Oysa, Rusya’nın Osetya’ya müdahalesinden başlayarak ‘Globalleşme’ denilen ‘galat-ı meşhur’ çatırdamaya başlamıştı.
Sonra herkesin kendi penceresinden gördüğü bir ‘Avrasyacılık’ terimi dillendirilmeye başladı.
‘Büyük asker’ eski Genelkurmay Başkanı’nın, BRICS’i Asya’daki sınır sorunlarını çözümlemek için kurulmuş bir örgüt olduğunu söyleyerek küçümsediğini anımsıyorum.
Oysa
BRICS Yeni ‘Dünya Düzeni’nin yeniden kurulmasında bir yeni ‘kutup’ oluşturacaktı (
pôle de reconstruction d’un nouvel « ordre mondial »).
‘Amerikan Düzeni’ çatırdıyor diyenlere ‘hubbu Amerikan’cılar gülüyorlardı ama daha geçen ay (22-24 Kasım 2024) Kazan’da, Altınla desteklenen
elektronik bir hesap birimine dayalı alternatif bir ödeme sistemi kurulması planlanıyordu.
Potansiyel olarak Dünya ticaretinin %40’ını oluşturan ülkeler ‘Dolar Sistemi’nin dışına çıkmak için harıl harıl çalışmaktalar yani.
İçlerinde, en Amerikancı olarak bilinen Suudi Arabistan da var.
Türkiye’de apansız bir ‘Sahte dolar krizi’ yaratılması ile ne kadar ilişkisi olabilir, doğrusu ben bilemem.
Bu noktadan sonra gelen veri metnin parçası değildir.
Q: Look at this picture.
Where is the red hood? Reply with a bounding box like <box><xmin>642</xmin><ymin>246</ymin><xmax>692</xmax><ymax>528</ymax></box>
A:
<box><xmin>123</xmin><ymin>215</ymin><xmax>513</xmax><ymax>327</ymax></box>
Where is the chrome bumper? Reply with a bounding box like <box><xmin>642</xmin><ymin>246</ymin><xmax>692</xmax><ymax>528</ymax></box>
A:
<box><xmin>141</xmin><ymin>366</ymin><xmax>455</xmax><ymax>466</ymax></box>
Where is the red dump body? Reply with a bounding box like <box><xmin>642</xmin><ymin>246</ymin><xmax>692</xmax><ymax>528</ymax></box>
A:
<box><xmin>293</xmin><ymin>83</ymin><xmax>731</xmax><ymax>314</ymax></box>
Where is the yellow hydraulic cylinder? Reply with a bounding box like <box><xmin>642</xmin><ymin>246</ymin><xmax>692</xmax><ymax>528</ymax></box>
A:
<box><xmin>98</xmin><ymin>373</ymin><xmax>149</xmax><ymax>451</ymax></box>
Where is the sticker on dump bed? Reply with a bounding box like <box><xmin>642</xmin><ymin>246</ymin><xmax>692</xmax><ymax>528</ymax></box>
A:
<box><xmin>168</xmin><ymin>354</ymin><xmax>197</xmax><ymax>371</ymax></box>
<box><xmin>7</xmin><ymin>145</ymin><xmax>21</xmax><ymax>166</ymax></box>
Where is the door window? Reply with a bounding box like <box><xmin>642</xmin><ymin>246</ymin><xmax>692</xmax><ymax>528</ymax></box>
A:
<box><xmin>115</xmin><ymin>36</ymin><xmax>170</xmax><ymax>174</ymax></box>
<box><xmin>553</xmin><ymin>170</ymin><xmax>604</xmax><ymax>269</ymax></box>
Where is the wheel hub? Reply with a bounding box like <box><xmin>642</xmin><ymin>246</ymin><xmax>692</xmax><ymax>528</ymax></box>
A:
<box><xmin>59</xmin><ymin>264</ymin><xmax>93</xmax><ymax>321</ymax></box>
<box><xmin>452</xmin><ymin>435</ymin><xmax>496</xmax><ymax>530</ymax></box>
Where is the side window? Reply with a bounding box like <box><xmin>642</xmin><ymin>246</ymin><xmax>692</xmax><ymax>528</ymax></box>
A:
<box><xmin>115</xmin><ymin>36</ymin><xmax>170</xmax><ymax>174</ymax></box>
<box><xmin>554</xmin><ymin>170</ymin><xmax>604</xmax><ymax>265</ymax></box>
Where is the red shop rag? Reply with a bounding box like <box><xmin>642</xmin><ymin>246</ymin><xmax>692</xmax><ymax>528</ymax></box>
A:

Ancak Trump’un, ne kadar zıplarsa zıplasın, Dünya Egemeni olmak misyonunun tükenişine engel olmayacağı açıktır.
Suriye diye başlamıştık değil mi, Suriye’de ‘Amerikan Planları’nın planlandığı gibi gitmeyeceğini rahatlıkla söyleyebiliriz.
Her ne kadar “
Kaos tüm perspektifleri ipotek altına alsa da”, kaostan çıkmak için ‘kaosun mantığı’nı çözümlemek zorunluluğu vardır.
Yani elimizdeki ‘fotoğraf makinası’ sıradan bir ‘Çin Malı’ olmayabilir.
Belki de ‘uydudan görüntü’ alabilecek kalitededir, kim bilir?